Use DirectSpeech to speak text via TTS immediately, bypassing the LLM. Any active inference is cancelled and the audio buffer is cleared before the text is spoken.
Copy
function speak(text, includeInHistory = true) { const message = ServiceBoundMessage.create({ directSpeech: { text, includeInHistory // false = ephemeral, LLM won't know it was spoken } }); ws.send(ServiceBoundMessage.encode(message).finish());}// Speak a notice the LLM shouldn't know aboutspeak('Please hold, transferring your call.', false);
When includeInHistory is false, the message is marked as ephemeral in the chat history — it is audible to the user but invisible to the LLM’s context.
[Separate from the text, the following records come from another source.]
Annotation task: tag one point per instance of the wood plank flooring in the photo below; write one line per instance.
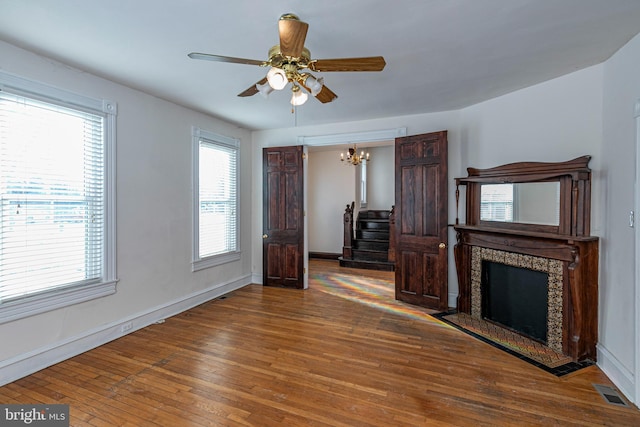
(341, 353)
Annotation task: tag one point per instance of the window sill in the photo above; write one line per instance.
(215, 260)
(49, 301)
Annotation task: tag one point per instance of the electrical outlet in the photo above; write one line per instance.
(126, 327)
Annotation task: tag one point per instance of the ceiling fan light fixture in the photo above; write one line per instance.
(314, 85)
(277, 78)
(298, 97)
(264, 89)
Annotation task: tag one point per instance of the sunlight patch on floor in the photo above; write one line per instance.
(375, 293)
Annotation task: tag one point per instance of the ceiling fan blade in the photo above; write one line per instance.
(220, 58)
(292, 35)
(253, 89)
(369, 63)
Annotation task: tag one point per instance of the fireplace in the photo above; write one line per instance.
(516, 298)
(535, 272)
(520, 292)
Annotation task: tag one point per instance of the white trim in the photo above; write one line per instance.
(54, 299)
(636, 376)
(353, 138)
(33, 361)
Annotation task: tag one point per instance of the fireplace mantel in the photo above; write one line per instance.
(569, 246)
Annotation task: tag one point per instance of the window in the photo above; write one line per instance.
(497, 202)
(57, 227)
(215, 219)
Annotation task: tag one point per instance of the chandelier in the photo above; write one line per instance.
(352, 157)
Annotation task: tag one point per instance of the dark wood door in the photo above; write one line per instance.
(283, 217)
(421, 220)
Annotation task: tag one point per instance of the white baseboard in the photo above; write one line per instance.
(28, 363)
(617, 373)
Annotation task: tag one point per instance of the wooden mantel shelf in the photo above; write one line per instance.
(524, 233)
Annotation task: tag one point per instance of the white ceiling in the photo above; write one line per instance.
(441, 54)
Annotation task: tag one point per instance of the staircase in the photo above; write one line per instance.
(369, 249)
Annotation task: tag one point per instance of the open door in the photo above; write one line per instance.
(421, 220)
(283, 217)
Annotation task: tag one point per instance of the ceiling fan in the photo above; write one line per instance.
(289, 61)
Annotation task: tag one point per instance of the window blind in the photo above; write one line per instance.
(52, 196)
(218, 200)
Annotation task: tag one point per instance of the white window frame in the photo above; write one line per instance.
(69, 295)
(197, 135)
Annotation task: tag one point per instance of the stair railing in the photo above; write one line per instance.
(347, 247)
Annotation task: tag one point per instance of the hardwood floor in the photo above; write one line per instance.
(341, 353)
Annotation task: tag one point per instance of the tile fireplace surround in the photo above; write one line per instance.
(552, 267)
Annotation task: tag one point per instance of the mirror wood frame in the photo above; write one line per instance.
(574, 177)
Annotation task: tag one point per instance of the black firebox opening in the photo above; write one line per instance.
(516, 298)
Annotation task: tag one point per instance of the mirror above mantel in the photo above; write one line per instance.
(521, 202)
(551, 198)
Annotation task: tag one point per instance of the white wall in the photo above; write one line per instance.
(153, 222)
(618, 258)
(381, 178)
(331, 188)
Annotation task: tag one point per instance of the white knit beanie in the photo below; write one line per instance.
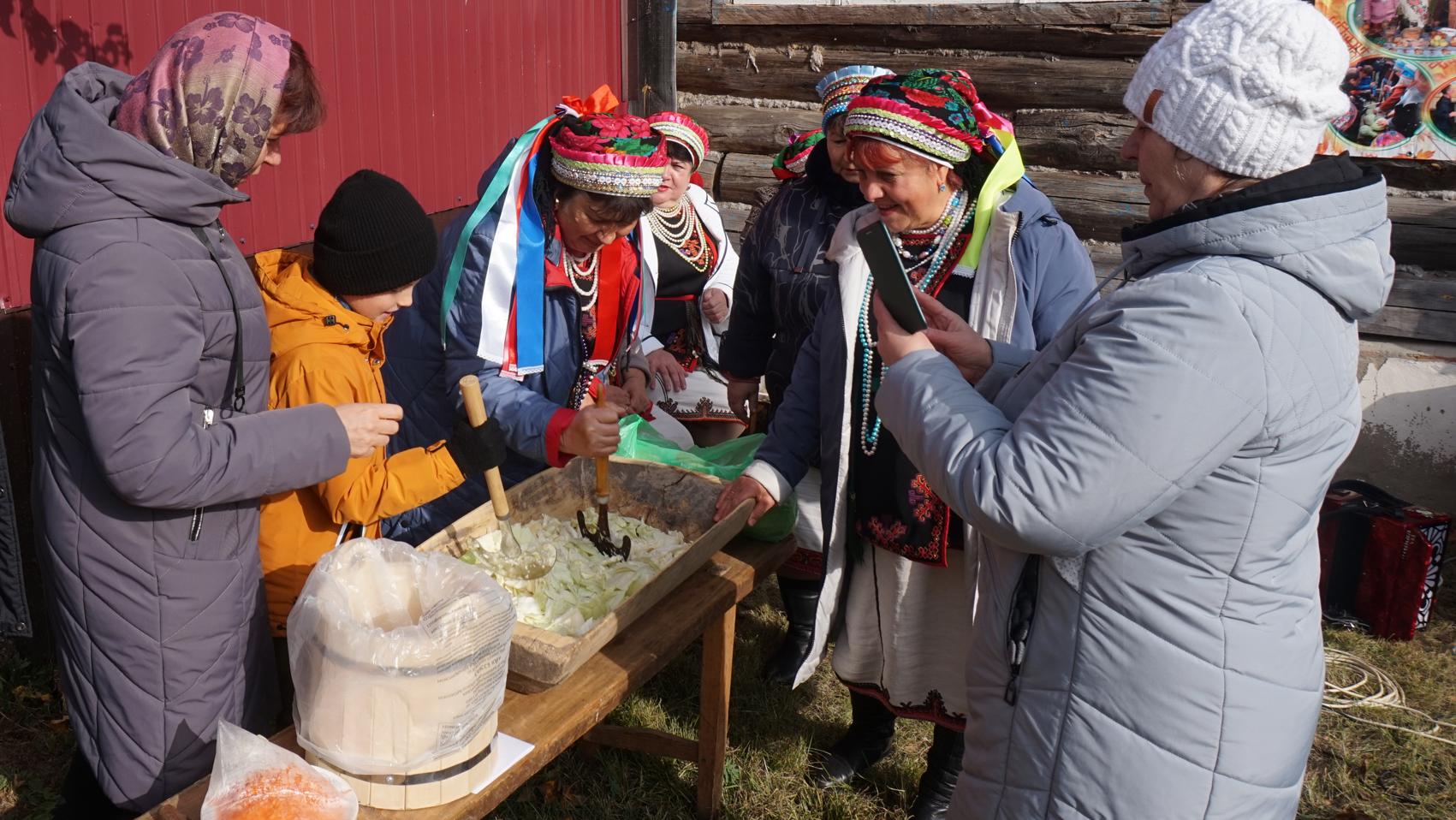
(1244, 85)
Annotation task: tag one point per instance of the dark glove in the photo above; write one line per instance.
(477, 449)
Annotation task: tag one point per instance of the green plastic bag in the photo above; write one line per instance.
(725, 462)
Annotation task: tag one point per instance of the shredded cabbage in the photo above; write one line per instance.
(584, 585)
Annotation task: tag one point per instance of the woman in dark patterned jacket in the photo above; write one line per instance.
(782, 282)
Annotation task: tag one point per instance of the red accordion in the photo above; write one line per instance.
(1379, 560)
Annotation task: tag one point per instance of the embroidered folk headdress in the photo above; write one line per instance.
(839, 87)
(613, 155)
(793, 159)
(932, 112)
(681, 130)
(594, 152)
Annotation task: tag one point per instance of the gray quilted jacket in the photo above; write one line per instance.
(146, 494)
(1167, 454)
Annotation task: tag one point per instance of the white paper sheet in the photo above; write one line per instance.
(508, 752)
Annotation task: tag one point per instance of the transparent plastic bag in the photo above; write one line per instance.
(253, 780)
(725, 461)
(398, 656)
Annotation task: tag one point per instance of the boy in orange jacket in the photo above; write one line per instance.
(328, 318)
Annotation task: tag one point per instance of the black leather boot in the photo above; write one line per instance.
(799, 603)
(932, 800)
(870, 736)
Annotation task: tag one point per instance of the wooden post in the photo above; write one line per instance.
(712, 714)
(657, 54)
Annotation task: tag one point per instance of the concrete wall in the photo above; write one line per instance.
(1408, 442)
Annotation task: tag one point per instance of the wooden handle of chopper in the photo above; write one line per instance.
(603, 461)
(475, 413)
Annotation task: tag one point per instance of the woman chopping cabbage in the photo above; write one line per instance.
(536, 292)
(687, 277)
(944, 176)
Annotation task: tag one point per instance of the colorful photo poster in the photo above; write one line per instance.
(1401, 80)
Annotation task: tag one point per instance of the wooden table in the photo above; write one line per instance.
(705, 605)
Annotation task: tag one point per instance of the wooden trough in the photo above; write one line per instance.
(666, 497)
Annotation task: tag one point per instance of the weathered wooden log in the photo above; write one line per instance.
(1073, 140)
(1101, 205)
(1107, 14)
(1092, 140)
(745, 174)
(745, 128)
(1073, 41)
(1005, 80)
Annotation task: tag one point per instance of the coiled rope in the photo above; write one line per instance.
(1363, 685)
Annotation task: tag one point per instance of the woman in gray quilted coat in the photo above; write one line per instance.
(151, 367)
(1146, 635)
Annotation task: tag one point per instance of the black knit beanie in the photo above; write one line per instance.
(373, 238)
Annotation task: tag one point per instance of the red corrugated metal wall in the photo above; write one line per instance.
(425, 91)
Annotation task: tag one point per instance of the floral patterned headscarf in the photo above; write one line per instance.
(210, 95)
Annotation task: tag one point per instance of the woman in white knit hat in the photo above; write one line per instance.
(1146, 634)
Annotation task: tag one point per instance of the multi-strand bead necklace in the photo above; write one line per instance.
(679, 228)
(585, 270)
(953, 220)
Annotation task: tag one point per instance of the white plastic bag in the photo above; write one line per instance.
(253, 780)
(398, 656)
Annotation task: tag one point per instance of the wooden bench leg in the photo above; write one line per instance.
(712, 714)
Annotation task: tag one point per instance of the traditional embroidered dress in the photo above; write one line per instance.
(897, 583)
(906, 550)
(687, 257)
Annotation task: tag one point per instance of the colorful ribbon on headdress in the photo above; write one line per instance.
(513, 296)
(793, 159)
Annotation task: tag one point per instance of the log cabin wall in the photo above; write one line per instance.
(1057, 70)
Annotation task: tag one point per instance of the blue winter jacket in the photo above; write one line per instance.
(424, 377)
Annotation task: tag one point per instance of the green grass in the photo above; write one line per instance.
(35, 737)
(1356, 772)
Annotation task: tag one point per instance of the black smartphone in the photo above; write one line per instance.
(890, 277)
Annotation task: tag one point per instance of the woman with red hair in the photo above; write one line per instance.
(944, 175)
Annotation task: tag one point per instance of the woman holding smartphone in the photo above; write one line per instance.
(944, 176)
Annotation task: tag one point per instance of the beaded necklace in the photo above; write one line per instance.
(589, 271)
(957, 213)
(680, 228)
Use ConversationQuery to run a one-shot LLM inference over the current conversation history without modifying it. The result is returned as a ConversationQueryResult. This is useful for side tasks like summarization or classification that should not affect the ongoing conversation.
Copy
function queryConversation() { const message = ServiceBoundMessage.create({ conversationQuery: { prompt: 'You are a sentiment analyzer.', // Replaces system prompt for this query instructions: 'Rate the user sentiment so far as positive, neutral, or negative. Reply with one word.' } }); ws.send(ServiceBoundMessage.encode(message).finish());}// Handle the result in your message handlerif (message.conversationQueryResult) { console.log('Sentiment:', message.conversationQueryResult.text);}
At least one of prompt or instructions must be provided. If prompt is absent, the session’s current system prompt is used.
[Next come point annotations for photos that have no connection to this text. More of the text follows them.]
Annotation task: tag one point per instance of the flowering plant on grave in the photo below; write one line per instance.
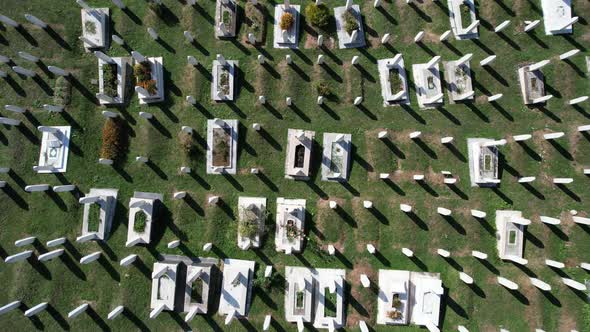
(286, 21)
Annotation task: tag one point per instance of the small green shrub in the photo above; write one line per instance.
(93, 217)
(109, 79)
(226, 18)
(286, 21)
(318, 16)
(143, 71)
(155, 7)
(350, 23)
(62, 94)
(187, 144)
(140, 222)
(90, 27)
(322, 89)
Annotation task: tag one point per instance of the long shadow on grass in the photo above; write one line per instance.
(457, 226)
(39, 267)
(394, 186)
(33, 319)
(10, 192)
(72, 266)
(568, 192)
(458, 191)
(58, 317)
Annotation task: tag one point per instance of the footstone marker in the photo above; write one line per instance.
(90, 258)
(50, 255)
(18, 257)
(36, 309)
(128, 260)
(116, 312)
(9, 307)
(78, 311)
(35, 21)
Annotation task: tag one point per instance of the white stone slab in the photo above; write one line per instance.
(556, 15)
(230, 129)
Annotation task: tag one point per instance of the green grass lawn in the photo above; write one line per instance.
(65, 284)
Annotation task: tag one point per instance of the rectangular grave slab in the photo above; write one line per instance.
(299, 148)
(251, 212)
(290, 225)
(483, 162)
(108, 204)
(330, 284)
(291, 38)
(224, 77)
(123, 65)
(196, 294)
(344, 39)
(54, 151)
(299, 292)
(336, 157)
(462, 15)
(157, 72)
(428, 85)
(95, 28)
(142, 203)
(394, 296)
(510, 235)
(394, 82)
(228, 14)
(532, 84)
(426, 292)
(557, 13)
(222, 147)
(236, 292)
(164, 286)
(415, 296)
(458, 78)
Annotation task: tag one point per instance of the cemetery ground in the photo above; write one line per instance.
(65, 284)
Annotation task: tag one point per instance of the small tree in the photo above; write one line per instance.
(318, 16)
(286, 21)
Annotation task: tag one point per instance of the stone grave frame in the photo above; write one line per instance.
(344, 39)
(221, 8)
(164, 286)
(291, 38)
(459, 23)
(248, 206)
(228, 69)
(95, 28)
(236, 287)
(299, 150)
(54, 150)
(123, 65)
(556, 14)
(204, 279)
(108, 204)
(532, 84)
(480, 156)
(336, 157)
(157, 73)
(290, 225)
(386, 68)
(326, 279)
(428, 85)
(510, 235)
(299, 294)
(394, 295)
(459, 81)
(229, 130)
(145, 203)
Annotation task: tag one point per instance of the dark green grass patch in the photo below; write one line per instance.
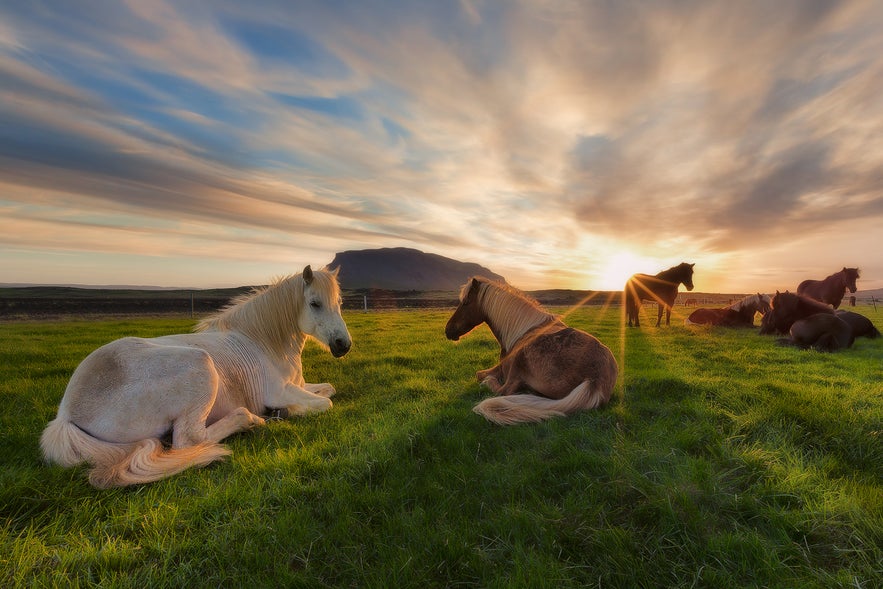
(723, 460)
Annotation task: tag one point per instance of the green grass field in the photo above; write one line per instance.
(723, 460)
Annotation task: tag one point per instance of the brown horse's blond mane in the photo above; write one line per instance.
(754, 300)
(510, 312)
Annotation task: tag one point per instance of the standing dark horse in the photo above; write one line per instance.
(558, 369)
(662, 289)
(831, 289)
(740, 314)
(788, 308)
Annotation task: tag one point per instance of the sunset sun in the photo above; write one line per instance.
(620, 267)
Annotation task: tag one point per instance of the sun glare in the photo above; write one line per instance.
(620, 267)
If you declared supportsPlaybackReporting: true during session initialization, send PlaybackPositionReport messages regularly as audio plays. This gives the server accurate data to truncate the LLM context to exactly what the user heard when they interrupt.
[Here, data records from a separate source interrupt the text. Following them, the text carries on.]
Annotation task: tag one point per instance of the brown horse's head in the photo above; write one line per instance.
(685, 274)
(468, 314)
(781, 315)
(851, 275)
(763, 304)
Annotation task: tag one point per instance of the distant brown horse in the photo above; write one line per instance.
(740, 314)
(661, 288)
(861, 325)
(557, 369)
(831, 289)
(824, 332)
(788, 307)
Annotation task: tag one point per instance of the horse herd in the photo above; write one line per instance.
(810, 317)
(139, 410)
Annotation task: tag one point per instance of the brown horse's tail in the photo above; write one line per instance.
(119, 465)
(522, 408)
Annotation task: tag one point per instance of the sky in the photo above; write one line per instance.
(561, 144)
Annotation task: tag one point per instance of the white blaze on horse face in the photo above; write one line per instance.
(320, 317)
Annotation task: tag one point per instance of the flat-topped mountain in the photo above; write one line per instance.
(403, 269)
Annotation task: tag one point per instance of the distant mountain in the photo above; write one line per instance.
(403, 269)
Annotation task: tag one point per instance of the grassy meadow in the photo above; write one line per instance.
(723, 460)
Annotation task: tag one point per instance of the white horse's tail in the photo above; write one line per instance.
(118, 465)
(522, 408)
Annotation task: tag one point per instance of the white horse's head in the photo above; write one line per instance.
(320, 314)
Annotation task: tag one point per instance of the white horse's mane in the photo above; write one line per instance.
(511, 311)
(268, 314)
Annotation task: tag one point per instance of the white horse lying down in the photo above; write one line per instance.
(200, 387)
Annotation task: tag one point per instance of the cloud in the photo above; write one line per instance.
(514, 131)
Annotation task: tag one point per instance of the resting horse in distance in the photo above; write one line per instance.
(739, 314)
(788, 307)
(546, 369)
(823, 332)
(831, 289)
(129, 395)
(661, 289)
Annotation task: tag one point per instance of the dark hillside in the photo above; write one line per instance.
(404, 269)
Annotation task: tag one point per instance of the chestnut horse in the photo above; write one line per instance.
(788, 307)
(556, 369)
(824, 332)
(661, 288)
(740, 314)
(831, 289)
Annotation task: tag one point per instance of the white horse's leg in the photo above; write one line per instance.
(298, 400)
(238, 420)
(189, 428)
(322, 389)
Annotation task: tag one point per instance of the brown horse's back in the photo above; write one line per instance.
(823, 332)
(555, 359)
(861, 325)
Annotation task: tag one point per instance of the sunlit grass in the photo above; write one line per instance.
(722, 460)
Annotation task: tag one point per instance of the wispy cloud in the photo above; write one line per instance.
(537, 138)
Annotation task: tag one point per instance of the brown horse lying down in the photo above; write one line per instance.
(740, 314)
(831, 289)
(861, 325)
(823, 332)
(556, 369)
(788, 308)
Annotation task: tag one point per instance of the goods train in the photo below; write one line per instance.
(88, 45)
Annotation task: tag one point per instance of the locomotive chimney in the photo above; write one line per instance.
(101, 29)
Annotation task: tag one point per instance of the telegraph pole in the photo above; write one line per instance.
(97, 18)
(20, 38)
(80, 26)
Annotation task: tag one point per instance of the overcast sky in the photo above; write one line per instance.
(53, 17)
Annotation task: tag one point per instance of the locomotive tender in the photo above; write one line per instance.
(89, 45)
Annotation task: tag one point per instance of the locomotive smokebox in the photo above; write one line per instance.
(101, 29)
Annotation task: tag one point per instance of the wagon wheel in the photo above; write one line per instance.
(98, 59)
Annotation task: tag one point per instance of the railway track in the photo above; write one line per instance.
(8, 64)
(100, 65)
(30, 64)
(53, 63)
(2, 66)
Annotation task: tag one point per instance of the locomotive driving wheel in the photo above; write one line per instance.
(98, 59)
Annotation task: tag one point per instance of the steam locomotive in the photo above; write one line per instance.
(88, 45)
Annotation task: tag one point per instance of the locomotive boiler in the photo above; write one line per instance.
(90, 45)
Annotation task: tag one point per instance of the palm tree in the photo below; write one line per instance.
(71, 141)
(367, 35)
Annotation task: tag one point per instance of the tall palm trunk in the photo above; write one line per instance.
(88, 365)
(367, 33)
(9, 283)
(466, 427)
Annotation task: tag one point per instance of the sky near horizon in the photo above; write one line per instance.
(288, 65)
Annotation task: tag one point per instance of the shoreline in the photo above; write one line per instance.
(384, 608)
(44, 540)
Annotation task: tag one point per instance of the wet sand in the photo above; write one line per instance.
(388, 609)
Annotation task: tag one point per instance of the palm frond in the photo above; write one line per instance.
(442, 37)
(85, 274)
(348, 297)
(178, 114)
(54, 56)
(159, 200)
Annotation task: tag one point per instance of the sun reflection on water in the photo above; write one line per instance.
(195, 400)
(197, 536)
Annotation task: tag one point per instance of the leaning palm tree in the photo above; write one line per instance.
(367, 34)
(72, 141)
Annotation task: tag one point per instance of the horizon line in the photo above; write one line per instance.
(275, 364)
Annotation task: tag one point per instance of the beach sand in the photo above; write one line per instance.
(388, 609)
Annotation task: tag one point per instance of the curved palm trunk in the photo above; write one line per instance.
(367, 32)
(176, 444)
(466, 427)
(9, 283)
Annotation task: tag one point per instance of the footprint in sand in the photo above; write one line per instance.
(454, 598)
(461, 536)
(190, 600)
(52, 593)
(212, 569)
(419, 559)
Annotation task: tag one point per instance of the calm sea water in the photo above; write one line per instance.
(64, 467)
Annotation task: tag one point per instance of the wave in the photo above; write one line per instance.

Use ExportChatHistoryRequest to retrieve the full conversation history at any point. Set awaitPending: true to wait for any in-flight transcriptions to finish before the history is returned.
Copy
function exportHistory(awaitPending = false) { const message = ServiceBoundMessage.create({ exportChatHistoryRequest: { awaitPending } }); ws.send(ServiceBoundMessage.encode(message).finish());}// Handle ChatHistory in your message handlerif (message.chatHistory) { for (const msg of message.chatHistory.messages) { console.log(msg.role, msg.content, msg.deliveryStatus); }}
Each ChatMessage includes a role (SYSTEM, USER, or ASSISTANT), ordered content blocks, a deliveryStatus (DELIVERY_COMPLETE, DELIVERY_INTERRUPTED), and an ephemeral flag for messages spoken via DirectSpeech with includeInHistory: false. Audio content blocks (input_audio and tts_audio) include a transcription string that is populated asynchronously for user audio turns.